Sen Anlat Karadeniz sadece bir dizi mi size göre?

- Osman Sınav en başından beri bu işin, konsept bir iş olduğundan söz ediyor. Televizyonda yeni bir konsept koymak ve devam ettirmek adına bu proje çok önemli. Ve bir teması var; kadına şiddete karşı duran bir misyon yüklendi. Bunu da, toplum geneline göre daha erkek egemen tanınan Karadeniz üzerinden, hırçın imajı olan bir bölgedeki insanların üzerinden ve onların kadına kol kanat germesi üzerinden yaptı. Bunlar ters köşe şeyler ve benim hoşuma gitti.

"CEHENNEMDEN ÇIKAMAYAN BİRİ VE SÜREKLİ YANIYOR"

Vedat karısına şiddet uygulayan, onu bir eve hapseden bir zorba. Bir erkek olarak anlayabildiğiniz bir adam mı?

- Vedat'ı hiç kimse anlamak zorunda değil ama ben anlamak zorundayım. Onun motivasyonunu, hareket tarzını, kendi içindeki haklılığını ve haksızlığını tanımam, tanımlamam gerekiyor. Amiyane tabirle şöyle söyleyeyim; Vedat öyle bir karakter ki, yatacak yeri yok! Ama ben ona içimde yatacak bir yer vermek zorundayım. Çünkü ne olursa olsun, onun dünyasında onu haklı görmek, onun gerçekliğini yaşamak zorundayım. Bu aslında korkunç bir şey. Bu kötülüğün de kapısını açan bir şey! Vedat da tüm eylemlerinde kendisine son derece hak veriyor, kendini haklı buluyor. Dışarıdan baktığımızda kesinlikle onaylanabilir ve kabul edilebilir değil bu davranışlar. Oğluyla karısı ona canavar diyor, gerçekten canavar! Ama kendine göre amaları var, kendi cehennemi var, o cehennemden çıkamayan biri ve sürekli yanıyor. Acı ve karanlık içinde.

Dayak sahnelerinde nasıl hissettiniz kendinizi? Bu bir sevişme ya da öpüşme sahnesinden daha zor sanki...
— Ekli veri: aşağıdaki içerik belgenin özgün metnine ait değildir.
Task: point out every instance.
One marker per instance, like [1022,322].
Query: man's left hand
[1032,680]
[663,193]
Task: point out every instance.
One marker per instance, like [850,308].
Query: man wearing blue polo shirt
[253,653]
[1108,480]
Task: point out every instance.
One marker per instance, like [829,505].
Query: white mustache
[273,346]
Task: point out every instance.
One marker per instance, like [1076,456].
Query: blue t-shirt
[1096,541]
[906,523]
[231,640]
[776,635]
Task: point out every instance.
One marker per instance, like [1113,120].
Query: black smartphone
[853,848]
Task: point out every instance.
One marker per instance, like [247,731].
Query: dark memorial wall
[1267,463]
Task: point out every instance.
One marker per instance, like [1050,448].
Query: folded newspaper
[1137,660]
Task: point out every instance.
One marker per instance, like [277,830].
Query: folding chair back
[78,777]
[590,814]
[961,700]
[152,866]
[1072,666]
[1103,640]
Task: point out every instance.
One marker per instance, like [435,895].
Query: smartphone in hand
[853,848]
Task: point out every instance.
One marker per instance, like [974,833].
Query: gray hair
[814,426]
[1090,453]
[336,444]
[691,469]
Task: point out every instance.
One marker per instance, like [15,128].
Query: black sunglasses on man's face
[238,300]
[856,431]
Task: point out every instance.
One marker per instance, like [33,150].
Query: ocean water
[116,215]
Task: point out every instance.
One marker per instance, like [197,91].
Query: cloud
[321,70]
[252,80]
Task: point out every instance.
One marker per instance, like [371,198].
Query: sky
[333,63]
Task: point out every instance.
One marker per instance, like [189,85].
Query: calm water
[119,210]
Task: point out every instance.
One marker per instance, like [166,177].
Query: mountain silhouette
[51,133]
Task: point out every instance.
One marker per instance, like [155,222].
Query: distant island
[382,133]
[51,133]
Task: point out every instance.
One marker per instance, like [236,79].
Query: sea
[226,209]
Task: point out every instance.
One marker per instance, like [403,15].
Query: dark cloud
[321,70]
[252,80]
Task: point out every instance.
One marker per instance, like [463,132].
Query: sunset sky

- Şunu söylemem gerekiyor; İrem'e gerçekten vurmuyorum. Bir kere herkes bunu bilsin! Ben İrem'e nasıl vurabilirim? Ama o zaten role çok iyi hazırlanmış. Bizim işimizde şöyle bir detay var; bir kralı oynayamazsın etrafındaki oyuncular seni kral yapar! Benim şiddeti bu kadar başarılı uygulayabilmemde, İrem'in payı büyük. Elbette profesyoneliz ve oynadığımız şeye kendimizi kaptırmıyoruz ama bu sahnelerden sonra, insan yine de kötü oluyor. Hiç unutmuyorum, bir sahneden sonra İrem gerçekten ağlamaya başladı ve durduramadı kendini. Yanına gittim. Üzülüyorum böyle olunca ama dedi ki, "Kendime ağlamıyorum, bu durumu gerçekten yaşayan kadınlar var Mehmet Ali." Gerçekten var!